The fact that the cards are integrated into this game so well is kind of a double-edged sword.  On the one hand, it means that the game provides enough rewards to justify buying the cards to go with the game.  On the other hand, it means that playing the game with the cards that come in the box is akin to, say, playing Magic the Gathering with a pre-built deck.  It just feels kind of plain.  To get the most out of the game and everything it does with the cards, you're going to want a large variety of cards to play with.  If you're the sort of person who is loathe to sink money into a trading card game, you might not get everything that this game has to offer.

Yeah I Like It

The thing is, I'm kind of glad that this game got the reviews it did, because the prices for the game and related amiibo figures dropped like a rock on Amazon, where I scooped up the whole set for about 40% off.  And doesn't it just tickle my inner geek to have the WHOLE playset, and a big stack of cards to mess around with, and now I can just sit around tapping toys into video games like the colossal manchild that I am.

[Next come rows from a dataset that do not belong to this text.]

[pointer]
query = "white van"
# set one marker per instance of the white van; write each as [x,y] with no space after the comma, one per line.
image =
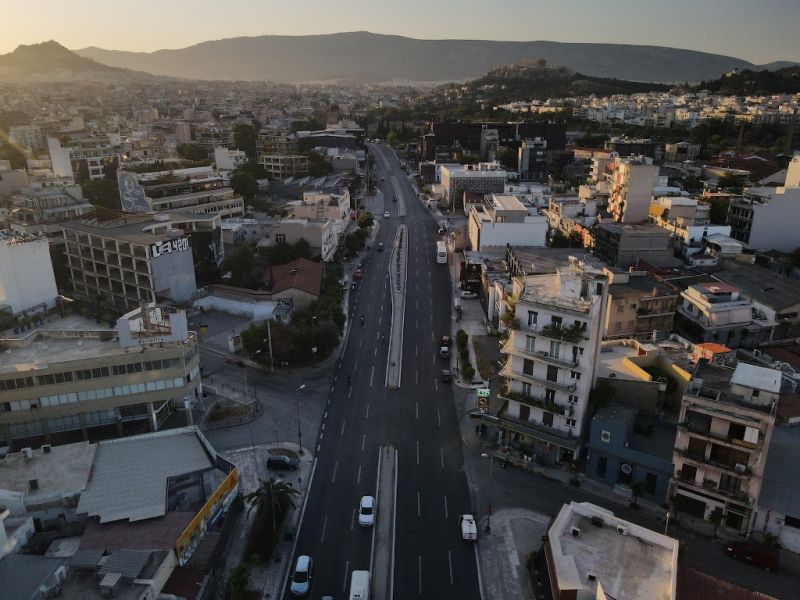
[359,585]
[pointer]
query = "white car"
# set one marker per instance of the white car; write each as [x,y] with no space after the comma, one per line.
[366,511]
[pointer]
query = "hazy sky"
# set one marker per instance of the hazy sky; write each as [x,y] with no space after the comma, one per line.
[756,30]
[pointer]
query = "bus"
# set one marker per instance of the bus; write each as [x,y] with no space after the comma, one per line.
[441,253]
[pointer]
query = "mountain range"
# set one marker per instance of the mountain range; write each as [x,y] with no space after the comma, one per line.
[364,57]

Now that Mario Party has evolved into some sort of race-to-the-finish game, it's kind of fun to play this game that feels more like what it used to be, where you play for a set number of turns and go around trying to score points and use items.  There's no mini-games, but I feel like the game moves faster without them.  It's a no-stress game, and even if you lose, you still get to level your amiibo up a bit, and you can blame it on your luck rather than a lack of skill.  I think there's a place for it.

Your mileage may vary, of course.  The game is very disengaging, and it's rather obviously a ploy to sell ever more amiibos.  But if you love Animal Crossing and you can find it cheap, I think you'll find there's a little something to it.